Protecting Sensitive Information in the COVID-19 Era
Cybersecurity has become an enormous concern. In the last year, 80 percent of organizations have experienced a breach caused by a third-party vendor. The level of threat activity in the first half of 2020 surpassed all of the activity in 2019. Hackers create 300,000 pieces of malware every day. Employee decisions are often the weak link in efforts to protect information from hackers. For example, in 2018 a NASA employee brought a personal computer to work without permission and connected it to NASA’s Jet Propulsion Laboratory network, which a hacker later targeted to gain access to adjoining systems. And according to Microsoft, 44 million of its customers are still using passwords that have been compromised by known, large-scale breaches.
The COVID-19 pandemic has dramatically changed how and where people work. This has increased the importance of individual decision-making in protecting companies from cybersecurity risks to their most sensitive information, including trade secrets. Almost overnight, a majority of the global workforce was using technology to work remotely from home—technology that was not designed to replicate all of the data security measures that exist in corporate facilities.
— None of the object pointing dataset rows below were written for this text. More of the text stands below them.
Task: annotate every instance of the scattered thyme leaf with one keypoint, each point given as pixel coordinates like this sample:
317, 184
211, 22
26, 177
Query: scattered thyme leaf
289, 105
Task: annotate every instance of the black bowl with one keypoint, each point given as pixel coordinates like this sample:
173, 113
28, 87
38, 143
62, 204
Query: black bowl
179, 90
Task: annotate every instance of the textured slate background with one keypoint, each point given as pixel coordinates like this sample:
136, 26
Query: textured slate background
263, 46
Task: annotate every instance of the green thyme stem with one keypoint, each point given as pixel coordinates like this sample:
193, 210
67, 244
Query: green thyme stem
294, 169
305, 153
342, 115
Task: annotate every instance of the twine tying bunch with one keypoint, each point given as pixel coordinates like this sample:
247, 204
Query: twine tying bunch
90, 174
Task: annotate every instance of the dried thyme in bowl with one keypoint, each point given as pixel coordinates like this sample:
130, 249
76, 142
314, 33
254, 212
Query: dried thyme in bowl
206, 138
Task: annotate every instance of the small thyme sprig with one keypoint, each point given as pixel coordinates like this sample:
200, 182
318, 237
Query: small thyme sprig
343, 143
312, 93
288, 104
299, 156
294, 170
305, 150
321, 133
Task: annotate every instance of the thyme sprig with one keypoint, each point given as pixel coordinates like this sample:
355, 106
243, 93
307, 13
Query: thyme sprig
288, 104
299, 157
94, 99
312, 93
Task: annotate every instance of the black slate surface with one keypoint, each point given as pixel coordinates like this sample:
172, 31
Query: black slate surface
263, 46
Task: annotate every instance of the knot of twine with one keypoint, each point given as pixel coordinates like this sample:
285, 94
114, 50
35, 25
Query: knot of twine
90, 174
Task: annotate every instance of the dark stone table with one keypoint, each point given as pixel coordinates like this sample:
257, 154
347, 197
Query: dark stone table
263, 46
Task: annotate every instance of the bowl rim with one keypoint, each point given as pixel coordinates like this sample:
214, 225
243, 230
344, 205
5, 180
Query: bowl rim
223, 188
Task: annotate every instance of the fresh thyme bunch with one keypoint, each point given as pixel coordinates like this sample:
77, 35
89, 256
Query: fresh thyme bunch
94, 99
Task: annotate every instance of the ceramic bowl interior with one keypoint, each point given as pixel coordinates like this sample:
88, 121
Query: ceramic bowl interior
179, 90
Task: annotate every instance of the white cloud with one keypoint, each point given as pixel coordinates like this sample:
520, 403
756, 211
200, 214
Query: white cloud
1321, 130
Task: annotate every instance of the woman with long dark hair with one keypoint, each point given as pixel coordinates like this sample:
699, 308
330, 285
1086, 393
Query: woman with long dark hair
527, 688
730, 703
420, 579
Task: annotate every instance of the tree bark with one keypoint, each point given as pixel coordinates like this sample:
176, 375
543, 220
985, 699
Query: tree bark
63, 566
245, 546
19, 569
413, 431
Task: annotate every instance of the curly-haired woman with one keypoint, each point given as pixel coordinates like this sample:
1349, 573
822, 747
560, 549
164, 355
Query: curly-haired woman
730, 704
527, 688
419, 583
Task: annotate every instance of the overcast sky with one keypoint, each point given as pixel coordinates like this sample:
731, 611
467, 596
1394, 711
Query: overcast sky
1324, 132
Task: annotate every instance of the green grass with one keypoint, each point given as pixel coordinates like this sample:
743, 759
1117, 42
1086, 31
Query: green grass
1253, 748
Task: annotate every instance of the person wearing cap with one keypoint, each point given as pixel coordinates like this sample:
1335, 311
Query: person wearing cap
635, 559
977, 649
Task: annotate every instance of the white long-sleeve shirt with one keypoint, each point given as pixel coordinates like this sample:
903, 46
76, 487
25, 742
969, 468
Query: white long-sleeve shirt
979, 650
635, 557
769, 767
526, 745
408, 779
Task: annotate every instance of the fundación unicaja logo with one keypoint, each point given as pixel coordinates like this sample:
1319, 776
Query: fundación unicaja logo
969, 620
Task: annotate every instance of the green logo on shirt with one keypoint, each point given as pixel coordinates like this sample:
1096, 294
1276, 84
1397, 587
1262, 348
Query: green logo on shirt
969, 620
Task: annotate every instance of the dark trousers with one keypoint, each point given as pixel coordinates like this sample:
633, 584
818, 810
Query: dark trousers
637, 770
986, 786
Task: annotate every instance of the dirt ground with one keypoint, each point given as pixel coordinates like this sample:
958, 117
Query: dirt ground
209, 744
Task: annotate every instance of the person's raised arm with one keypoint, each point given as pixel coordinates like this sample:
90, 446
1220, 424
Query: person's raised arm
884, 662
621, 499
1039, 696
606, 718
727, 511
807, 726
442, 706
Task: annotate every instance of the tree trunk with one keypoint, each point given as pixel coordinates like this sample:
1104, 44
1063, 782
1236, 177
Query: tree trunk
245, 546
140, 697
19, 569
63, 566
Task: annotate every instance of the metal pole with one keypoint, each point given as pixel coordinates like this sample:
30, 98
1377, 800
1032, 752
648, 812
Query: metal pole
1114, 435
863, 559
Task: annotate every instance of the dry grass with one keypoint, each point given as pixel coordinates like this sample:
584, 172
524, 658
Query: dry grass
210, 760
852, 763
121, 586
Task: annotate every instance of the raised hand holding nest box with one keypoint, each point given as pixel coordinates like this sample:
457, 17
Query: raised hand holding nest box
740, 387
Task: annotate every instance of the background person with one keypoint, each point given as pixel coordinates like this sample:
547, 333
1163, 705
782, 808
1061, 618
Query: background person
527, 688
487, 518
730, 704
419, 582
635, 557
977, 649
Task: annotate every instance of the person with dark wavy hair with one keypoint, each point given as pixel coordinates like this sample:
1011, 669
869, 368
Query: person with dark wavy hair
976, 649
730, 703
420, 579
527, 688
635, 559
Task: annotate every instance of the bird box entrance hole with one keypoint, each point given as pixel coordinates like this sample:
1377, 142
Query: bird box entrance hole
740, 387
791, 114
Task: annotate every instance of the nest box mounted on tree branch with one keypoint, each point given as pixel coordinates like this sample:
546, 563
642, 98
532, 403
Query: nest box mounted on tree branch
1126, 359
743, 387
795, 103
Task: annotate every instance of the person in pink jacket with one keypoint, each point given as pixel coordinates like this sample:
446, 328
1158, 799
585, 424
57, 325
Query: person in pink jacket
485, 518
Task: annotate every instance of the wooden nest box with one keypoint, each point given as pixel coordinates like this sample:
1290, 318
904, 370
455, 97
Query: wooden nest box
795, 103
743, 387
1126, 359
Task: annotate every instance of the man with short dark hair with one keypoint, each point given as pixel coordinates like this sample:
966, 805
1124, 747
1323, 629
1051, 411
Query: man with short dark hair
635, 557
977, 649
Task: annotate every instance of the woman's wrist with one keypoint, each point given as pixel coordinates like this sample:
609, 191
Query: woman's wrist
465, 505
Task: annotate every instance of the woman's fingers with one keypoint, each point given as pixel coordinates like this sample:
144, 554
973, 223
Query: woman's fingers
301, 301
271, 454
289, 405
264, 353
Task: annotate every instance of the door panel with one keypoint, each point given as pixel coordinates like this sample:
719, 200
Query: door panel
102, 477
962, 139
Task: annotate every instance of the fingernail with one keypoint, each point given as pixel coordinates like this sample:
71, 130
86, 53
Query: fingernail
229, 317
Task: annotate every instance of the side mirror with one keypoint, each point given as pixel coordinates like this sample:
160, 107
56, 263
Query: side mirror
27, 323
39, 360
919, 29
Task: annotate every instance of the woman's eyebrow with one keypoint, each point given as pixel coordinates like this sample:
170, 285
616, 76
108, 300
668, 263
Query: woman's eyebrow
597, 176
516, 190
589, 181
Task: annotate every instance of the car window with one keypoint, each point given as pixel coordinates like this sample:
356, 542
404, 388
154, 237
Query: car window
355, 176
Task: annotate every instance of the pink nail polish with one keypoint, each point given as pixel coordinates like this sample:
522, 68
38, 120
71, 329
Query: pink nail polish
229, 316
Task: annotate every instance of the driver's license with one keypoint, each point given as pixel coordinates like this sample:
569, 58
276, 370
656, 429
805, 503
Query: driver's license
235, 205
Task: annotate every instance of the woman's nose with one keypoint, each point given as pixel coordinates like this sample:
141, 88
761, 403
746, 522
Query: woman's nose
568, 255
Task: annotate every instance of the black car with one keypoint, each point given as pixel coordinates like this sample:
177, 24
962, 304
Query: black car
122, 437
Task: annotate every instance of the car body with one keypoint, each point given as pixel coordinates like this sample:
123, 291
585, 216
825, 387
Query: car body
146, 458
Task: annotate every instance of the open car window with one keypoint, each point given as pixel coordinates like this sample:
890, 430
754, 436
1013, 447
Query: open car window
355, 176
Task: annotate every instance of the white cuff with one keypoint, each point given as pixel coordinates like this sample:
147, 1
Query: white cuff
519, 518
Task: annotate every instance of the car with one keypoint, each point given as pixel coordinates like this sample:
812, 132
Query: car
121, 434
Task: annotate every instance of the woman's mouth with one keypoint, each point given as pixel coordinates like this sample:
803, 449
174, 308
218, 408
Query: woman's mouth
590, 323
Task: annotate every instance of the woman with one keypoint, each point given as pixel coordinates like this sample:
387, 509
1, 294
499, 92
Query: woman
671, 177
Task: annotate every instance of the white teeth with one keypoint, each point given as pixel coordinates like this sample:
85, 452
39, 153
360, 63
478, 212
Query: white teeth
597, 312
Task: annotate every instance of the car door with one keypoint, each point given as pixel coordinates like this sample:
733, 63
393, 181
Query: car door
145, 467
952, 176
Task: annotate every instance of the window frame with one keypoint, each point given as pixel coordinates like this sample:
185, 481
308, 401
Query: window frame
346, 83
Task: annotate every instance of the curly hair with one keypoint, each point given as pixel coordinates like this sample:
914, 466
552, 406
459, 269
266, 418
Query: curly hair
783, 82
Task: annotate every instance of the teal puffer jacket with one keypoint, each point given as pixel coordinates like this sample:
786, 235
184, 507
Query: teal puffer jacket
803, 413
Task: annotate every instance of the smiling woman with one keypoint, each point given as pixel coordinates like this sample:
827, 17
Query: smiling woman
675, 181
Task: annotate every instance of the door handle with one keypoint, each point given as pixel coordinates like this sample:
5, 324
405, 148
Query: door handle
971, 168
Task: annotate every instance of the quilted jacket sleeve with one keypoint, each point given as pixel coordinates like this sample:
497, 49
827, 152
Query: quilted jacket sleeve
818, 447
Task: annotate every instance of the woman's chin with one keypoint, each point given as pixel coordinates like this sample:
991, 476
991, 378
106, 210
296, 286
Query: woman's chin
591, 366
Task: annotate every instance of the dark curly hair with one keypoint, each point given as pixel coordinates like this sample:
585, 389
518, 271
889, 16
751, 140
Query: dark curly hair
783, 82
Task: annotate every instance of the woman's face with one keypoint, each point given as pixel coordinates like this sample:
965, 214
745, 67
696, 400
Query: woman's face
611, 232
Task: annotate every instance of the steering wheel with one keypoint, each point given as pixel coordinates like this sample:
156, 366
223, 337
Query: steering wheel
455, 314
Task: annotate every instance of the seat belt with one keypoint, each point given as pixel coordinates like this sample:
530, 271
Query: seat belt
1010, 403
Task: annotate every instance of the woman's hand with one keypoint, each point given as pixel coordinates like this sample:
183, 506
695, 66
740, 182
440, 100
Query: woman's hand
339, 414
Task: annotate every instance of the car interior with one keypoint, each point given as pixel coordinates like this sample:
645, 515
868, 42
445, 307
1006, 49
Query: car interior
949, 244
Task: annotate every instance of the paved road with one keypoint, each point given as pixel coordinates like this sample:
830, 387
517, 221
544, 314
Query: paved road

This abrupt shift has been especially challenging for life sciences companies. This is the result of myriad factors, including the increasing transition from written health care records to electronic forms, the confidentiality requirements unique to their business, and their need to protect commercially sensitive intellectual property. Employees of life sciences companies regularly deal with highly confidential information concerning patients, drug manufacturing, trade secrets, and pricing and promotions. Even before COVID-19, these companies were a regular target for cyber-attacks: “Between 2012 and 2014, cybercriminals started to ramp up attacks on the healthcare industry, which remarkably suffered more than the business, military, and government sectors.” Connor McLarren, Once More Unto the Breach: How the Growing Threat of Ransomware Affects Hipaa Compliance for Covered Entities, 15 Ind. Health L. Rev. 305, 308 (2018). But this has been heightened by the pandemic.
Where traditional solutions, such as virtual private networks (VPN), are not seen as sufficient to protect highly sensitive information, such as key information related to a company’s drug development pipeline or financials, companies may opt for the remote use of company-owned devices and data protocols in lieu of personal devices, or limit the types of information that can be accessed remotely (even though personnel will find that to be a frustrating approach).
In addition, companies providing clinical testing may need to adapt in analyzing and preparing patient results, and employees working in general R&D must adopt more robust confidentiality measures for preparing patent applications, analyzing copyrighted data, and documenting trade secret methods, formulations, and manufacturing processes. Companies can conduct cybersecurity training or otherwise educate employees about the various tactics used by cybercriminals to acquire sensitive information and ways they can protect their personal home wireless networks and the devices attached to them. See Amy Candido, et al., “Reasonable Measures” To Protect Trade Secrets At Risk With Employees Working-From-Home Amid Covid-19 Crisis, Quinn Emanuel (Apr. 2, 2020), https://www.quinnemanuel.com/media/pebmpg0u/client-alert-reasonable-measures-to-protect-trade-secrets-at-risk-from-employees-working-from-home-amid-covid-19-crisis-5.pdf.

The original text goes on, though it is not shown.